Sometimes even yoga teachers can’t control their emotions.
Perhaps none of us should try. Right now, it seems the wrath of a thousand oms (the yoga chant practised by many yogis) has caused to break out.
Indeed emotions have gone not just astray but a little wild among my fellow yoga teachers following the news of Donald Trump becoming President elect. This meant that even downward facing dog wasn’t enough to placate even the (usually) calmest of teachers; such was the impact of this rather gargantuan news.
This seems to be the only explanation to what I considered a little un-yogi or even un-human—for example, to coerce a heavily pregnant yoga teacher to teach when she had admitted not being able to move, let alone teach due to grief at what was happening to her country. She was inconsolable and yet my fellow yoga teachers told her she still had a duty to teach, to take herself out of the equation and to make others feel better to which the teacher in question asked, “Am I not allowed to feel what I feel?”
This is certainly an important question for yoga teachers.
We are all sometimes faced with personal drama and outside influences, which can affect us in ways we hadn’t imagined.

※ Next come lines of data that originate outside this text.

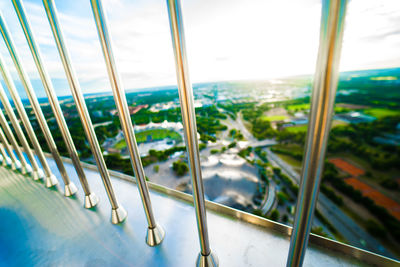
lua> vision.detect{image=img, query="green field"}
[285,124,308,133]
[364,108,400,119]
[261,115,288,121]
[286,104,310,112]
[286,104,350,113]
[115,129,182,149]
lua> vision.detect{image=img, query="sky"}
[0,0,400,97]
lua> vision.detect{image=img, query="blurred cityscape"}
[25,68,400,259]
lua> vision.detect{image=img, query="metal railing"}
[0,0,362,266]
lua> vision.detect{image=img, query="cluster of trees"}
[323,164,400,241]
[328,116,400,170]
[229,129,244,141]
[172,160,189,176]
[196,106,228,143]
[238,146,253,158]
[271,147,303,161]
[272,167,299,196]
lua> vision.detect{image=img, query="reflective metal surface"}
[43,0,127,223]
[91,0,165,246]
[0,54,44,180]
[0,142,12,167]
[0,107,26,174]
[0,156,399,267]
[12,0,98,201]
[287,0,347,266]
[146,225,165,247]
[0,13,58,187]
[196,252,219,267]
[0,83,33,176]
[167,0,218,266]
[0,128,18,168]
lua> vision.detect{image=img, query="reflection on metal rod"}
[0,13,58,187]
[0,54,44,180]
[167,0,218,266]
[0,128,17,169]
[91,0,164,246]
[0,85,32,174]
[43,0,127,224]
[12,0,98,201]
[0,142,13,167]
[287,0,347,266]
[0,110,23,172]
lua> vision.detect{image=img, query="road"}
[265,148,397,258]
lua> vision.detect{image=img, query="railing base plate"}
[45,174,58,188]
[196,252,219,267]
[146,224,165,247]
[111,206,128,224]
[85,193,99,209]
[64,182,78,197]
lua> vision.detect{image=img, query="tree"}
[172,160,189,176]
[269,209,279,221]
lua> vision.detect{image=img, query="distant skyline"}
[0,0,400,98]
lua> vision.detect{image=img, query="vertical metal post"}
[91,0,165,246]
[0,128,18,169]
[0,54,54,187]
[0,141,12,167]
[0,85,32,177]
[0,110,27,173]
[0,13,59,187]
[43,0,127,224]
[12,0,99,203]
[287,0,347,267]
[167,0,218,266]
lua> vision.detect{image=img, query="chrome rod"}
[0,54,57,186]
[43,0,127,224]
[12,0,98,201]
[0,13,58,187]
[167,0,218,266]
[287,0,347,267]
[0,84,32,174]
[0,110,24,173]
[0,128,18,169]
[0,140,13,167]
[91,0,164,246]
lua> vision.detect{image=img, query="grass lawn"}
[285,124,308,133]
[275,152,301,173]
[286,104,350,113]
[286,104,310,112]
[261,115,288,121]
[115,129,182,149]
[273,144,303,153]
[364,108,400,119]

Surely the emotions that come from these experiences should have permission to be released? Which is why we shouldn’t feel compelled to tell anyone else how they should feel (even if it carries positive intentions) if what is being felt is grief, anger, sad or any other powerful emotion.
As yoga teachers we teach others how to embrace our feelings in different postures both physically and emotionally.

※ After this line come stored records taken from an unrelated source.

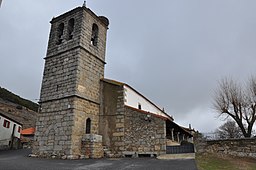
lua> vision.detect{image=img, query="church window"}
[67,18,75,40]
[56,23,64,45]
[91,24,99,46]
[85,118,91,134]
[3,119,10,128]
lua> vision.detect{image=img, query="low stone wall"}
[197,138,256,158]
[81,134,104,158]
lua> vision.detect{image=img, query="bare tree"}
[216,120,243,139]
[214,77,256,137]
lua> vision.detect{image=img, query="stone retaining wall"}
[197,138,256,158]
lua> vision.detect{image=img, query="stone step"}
[157,153,195,160]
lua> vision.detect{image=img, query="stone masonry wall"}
[33,7,107,159]
[99,81,124,157]
[33,98,74,157]
[197,138,256,158]
[123,106,166,155]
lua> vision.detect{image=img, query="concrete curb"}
[157,153,195,160]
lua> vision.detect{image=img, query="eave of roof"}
[101,78,174,121]
[125,105,171,121]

So why then, do I come across fellow yoga teachers who forcibly encourage other teachers not to feel their own feelings? It can sometimes feel like humanity has gone mad in the yoga world.
It’s as if our training manuals declare we’re meant to be wearing a big superhero yoga cape because we are superhuman creatures here to “serve the universe.” I wish.
Yoga does many many positive things but superpowers? Not quite yet. Which is why (until that happens) restoring ourselves needs to be encouraged more. This might mean taking time out, time for pause, time to reflect and, time to recharge the energy.
Because even yoga teachers need to embrace feelings and be allowed to…well, just feel. It doesn’t mean having an ego. It just means being human.
So let’s show a little more humility and be honest about emotions, rather than trying to cover them up. As the author of Kitchen Table Wisdom Rachel Naomi Remen once said,
“There’s no such thing as a bad feeling, only a unprocessed one.”